Problems with mbuf allocation

Problems with mbuf allocation

Post by David A. L » Wed, 07 Oct 1992 10:24:50

I am experencing a very anoying problem with the mbuf routines on AIX.
Our device driver uses mbuf clusters, and lots of them.
Typical load may only need 50 clusters at a time, but under peak
conditions, we may need up to 1000 mbuf 4k clusters.    
The problem is that I cannot reliably set the mbuf pool to the ammount
I need.    Changing the value in smit that says "Maximum # of physical
4K pages for network buffers" (or something close, I'm not at site now)
SHOULD set "thewall" but does nothing I can detect, even after reboot.
Using "no -o thewall=6144" does set "thewall" but only occasionally
have I actually seen the buffer pool increase to anywhere near "thewall".
I have 512 MB of real system memory, and I am the only user of this machine
so I doubt that real memory availible is the problem.

One day, I used "no -o thewall=6144" and actually got the expected results.
The next day, (after a reboot, and REsetting the wall) it didn't work!
Our device driver is registering expected and low-water marks when
It is configured, and I see the change reflected in "no -a" output.
However, the failure mode is that m_getclust() waits forever (M_WAIT)
and netstat -m reports increasing memory request denied/delayed counts,
then NFS, tcpip, and X-Windows hang and I have to reboot the system.

I am going to call austin tomorrow to try to get to the bottom
of this "feature" , but would appreciate anyone with suggestions about
what I could be doing wrong, or what else I could try.  If I cant get
this fixed, I will be forced to xmalloc() a huge chunk of memory at
config time, but I really dont want to do this.

David Lee


Problems with mbuf allocation

Post by Tom Trusco » Thu, 08 Oct 1992 11:12:11

mbuf tuning is explained in "AIX V3.2 ... Performance Monitoring
and Tuning Guide", order # SC23-2365.
Look in the index in the back under "mbuf".
I think a version of this info was posted to this newsgroup a while back.
Here is a shell script for tuning the mbuf pools for a busy NFS system,
hand typed, sorry.


no -o thewall=10000

# set minimum number of small mbufs
no -o lowmbuf=3000

#generate traffic to force pool expansion
ping 1000 1 > /dev/null

#restore default lowmbuf to prevent netm thrashing
no -d lowmbuf

#set max # of free clusters (about 6MB)
no -o mb_cl_hiwat=1500

#gradually expand cluster pool
while [ $N -lt 1500 ]
        no -o lowclust=$N
        ping 1000 1 > /dev/null
        let N=N+10

#restore default lowclust to prevent netm thrashing
no -d lowclust


Run "netstat -m" to see if you have enough clusters ("mapped pages").
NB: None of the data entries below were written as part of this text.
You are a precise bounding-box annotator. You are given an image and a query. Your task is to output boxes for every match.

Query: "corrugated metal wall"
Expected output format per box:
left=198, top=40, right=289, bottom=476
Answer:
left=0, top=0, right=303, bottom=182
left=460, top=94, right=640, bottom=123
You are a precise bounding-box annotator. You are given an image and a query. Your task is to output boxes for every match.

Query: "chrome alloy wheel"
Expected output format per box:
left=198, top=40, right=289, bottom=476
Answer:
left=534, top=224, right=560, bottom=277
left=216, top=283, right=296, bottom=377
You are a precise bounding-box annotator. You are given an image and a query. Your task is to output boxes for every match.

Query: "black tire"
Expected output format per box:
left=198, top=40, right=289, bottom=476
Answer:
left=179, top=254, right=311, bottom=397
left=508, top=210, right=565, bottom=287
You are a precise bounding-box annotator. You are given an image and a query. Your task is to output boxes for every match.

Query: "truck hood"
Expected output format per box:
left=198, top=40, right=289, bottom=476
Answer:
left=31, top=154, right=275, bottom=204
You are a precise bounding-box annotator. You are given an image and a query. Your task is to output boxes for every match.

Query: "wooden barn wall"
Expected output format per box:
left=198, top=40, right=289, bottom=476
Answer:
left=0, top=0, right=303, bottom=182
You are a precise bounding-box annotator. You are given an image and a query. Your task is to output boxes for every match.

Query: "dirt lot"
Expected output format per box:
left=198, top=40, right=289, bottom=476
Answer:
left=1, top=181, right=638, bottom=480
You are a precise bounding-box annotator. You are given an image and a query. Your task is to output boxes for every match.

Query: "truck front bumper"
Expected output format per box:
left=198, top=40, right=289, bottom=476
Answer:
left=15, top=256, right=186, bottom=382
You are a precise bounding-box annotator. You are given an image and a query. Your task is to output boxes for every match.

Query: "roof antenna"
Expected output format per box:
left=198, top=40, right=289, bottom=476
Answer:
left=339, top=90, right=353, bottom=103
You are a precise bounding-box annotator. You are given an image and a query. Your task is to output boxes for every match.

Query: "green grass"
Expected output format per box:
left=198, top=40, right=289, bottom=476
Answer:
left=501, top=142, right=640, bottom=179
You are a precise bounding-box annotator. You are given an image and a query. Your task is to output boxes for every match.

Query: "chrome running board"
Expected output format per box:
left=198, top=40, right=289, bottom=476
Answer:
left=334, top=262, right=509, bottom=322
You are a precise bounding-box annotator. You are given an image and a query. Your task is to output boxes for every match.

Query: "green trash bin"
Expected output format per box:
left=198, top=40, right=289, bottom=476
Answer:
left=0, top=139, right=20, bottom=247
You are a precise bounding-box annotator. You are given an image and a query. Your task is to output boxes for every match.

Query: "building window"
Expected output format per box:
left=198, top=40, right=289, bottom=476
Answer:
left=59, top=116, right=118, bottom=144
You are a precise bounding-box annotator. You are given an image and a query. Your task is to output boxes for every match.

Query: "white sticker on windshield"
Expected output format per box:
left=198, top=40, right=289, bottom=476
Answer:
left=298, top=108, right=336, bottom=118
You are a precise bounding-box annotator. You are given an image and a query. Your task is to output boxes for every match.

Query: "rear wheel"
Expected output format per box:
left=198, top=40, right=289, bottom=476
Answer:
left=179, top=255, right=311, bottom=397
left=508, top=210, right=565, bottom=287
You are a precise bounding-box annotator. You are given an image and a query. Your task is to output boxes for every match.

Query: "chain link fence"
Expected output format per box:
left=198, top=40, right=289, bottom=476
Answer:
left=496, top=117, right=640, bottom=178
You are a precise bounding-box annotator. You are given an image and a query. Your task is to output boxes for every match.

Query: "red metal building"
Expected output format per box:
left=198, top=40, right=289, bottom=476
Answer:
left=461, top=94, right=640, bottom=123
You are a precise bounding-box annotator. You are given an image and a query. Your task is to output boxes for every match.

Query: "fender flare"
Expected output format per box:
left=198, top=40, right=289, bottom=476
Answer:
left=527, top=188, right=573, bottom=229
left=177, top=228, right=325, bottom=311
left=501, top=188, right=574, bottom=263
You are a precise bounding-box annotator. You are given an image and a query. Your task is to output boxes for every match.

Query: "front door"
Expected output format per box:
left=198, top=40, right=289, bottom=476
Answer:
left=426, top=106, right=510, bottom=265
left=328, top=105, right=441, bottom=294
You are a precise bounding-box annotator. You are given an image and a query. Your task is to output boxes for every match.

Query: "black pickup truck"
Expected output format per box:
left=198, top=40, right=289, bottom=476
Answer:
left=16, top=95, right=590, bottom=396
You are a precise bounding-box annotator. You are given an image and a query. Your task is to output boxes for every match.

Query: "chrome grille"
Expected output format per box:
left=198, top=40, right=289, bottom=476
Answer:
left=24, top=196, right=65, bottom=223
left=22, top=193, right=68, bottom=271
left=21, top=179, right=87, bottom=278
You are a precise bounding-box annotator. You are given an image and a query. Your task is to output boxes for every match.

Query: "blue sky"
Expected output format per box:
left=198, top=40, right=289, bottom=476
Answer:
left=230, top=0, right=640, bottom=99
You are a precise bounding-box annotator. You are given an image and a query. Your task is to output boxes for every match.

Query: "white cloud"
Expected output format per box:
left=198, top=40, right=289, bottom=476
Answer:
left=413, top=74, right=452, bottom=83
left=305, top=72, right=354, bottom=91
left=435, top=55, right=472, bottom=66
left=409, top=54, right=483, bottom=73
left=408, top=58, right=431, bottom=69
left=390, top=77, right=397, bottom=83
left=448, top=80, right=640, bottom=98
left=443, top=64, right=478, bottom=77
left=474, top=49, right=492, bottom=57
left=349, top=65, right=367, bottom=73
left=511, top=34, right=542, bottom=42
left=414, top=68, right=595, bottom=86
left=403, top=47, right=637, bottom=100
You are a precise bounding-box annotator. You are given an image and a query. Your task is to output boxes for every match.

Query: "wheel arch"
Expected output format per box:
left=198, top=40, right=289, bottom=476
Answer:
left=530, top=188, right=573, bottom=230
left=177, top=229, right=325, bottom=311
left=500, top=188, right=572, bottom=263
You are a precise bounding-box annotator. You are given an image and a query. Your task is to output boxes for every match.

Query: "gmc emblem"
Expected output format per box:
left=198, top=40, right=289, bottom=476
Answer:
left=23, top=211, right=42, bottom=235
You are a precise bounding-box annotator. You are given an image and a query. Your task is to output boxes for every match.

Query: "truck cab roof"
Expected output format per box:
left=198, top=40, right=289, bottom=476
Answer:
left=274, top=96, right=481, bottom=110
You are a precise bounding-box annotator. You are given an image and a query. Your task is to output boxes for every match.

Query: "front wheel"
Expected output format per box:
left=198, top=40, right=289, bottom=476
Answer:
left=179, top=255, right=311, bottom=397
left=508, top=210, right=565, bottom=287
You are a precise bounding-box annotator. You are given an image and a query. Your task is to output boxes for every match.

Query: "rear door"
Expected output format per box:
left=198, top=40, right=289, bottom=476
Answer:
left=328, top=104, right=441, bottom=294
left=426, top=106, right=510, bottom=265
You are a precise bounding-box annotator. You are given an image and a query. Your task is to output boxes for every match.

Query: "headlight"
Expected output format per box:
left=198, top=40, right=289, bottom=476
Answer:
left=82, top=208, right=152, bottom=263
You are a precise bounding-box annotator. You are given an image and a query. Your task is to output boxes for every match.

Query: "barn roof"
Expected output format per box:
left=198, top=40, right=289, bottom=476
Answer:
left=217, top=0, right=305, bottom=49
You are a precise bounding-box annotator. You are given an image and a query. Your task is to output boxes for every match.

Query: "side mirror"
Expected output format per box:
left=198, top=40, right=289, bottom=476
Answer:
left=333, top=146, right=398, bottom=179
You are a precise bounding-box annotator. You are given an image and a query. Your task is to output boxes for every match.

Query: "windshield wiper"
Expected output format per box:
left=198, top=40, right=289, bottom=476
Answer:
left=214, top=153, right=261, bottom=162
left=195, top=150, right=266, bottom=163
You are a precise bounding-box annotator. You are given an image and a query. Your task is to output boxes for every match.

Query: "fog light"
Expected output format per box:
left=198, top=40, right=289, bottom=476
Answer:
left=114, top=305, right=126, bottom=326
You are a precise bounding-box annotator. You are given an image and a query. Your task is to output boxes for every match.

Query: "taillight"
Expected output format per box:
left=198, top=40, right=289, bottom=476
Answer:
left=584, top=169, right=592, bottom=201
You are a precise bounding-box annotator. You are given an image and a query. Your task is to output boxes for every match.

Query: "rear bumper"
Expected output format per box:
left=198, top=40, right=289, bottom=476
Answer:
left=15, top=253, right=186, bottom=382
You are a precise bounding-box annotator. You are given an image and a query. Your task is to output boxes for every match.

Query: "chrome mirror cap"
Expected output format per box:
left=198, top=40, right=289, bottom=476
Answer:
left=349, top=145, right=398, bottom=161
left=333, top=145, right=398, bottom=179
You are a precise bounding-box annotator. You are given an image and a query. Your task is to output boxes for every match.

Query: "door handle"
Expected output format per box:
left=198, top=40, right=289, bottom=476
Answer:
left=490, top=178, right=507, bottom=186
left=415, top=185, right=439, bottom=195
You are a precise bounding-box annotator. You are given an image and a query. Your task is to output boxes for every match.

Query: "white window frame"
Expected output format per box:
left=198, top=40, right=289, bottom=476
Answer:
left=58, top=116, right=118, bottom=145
This does seem awfully kludgy:
0.  I have no idea why a loop is needed.

1.  "no" itself should trigger mbuf allocation (or deallocation),
one should not need to "ping".

2.  There are two missing options: "minclust" which is the minimum
# of clusters that should be present (whether free or allocated),
and "minmbuf" which is ditto for mbufs.
Then you would be able to do:
    no -a minclust=1000
and that would be that.  Internally the system would calculate:
    effective_minclust = max(minclust, lowclust);
    effective_mb_cl_hiwat = max(mb_cl_hiwat, effective_minclust**);
        ** perhaps increased by some amount to avoid thrashing?
    /* since there should be at least as many mbufs as clusters ... */
    effective_lowmbuf = max(lowmbuf, lowclust);
    effective_minmbuf = max(minmbuf, effective_lowmbuf);
    /* hmmm, maybe there needs to be an "mb_hiwat" option too ... */

3.  The options are badly named.
Isn't "maxfreeclust" clearer than mb_cl_hiwat,
and "minfreeclust" clearer than "lowclust"?
And it would be nice if the kernel provided a general mechanism
for getting/setting options, rather than having each subsystem
provide their own.  But that is getting carried away I supposed.

Tom Truscott


Problems with mbuf allocation

Post by Curt Finch 903 2F021 c.. » Thu, 08 Oct 1992 00:47:41 (David A. Lee) writes:

>I am experencing a very anoying problem with the mbuf routines on AIX.
>Our device driver uses mbuf clusters, and lots of them.
>Typical load may only need 50 clusters at a time, but under peak
>conditions, we may need up to 1000 mbuf 4k clusters.    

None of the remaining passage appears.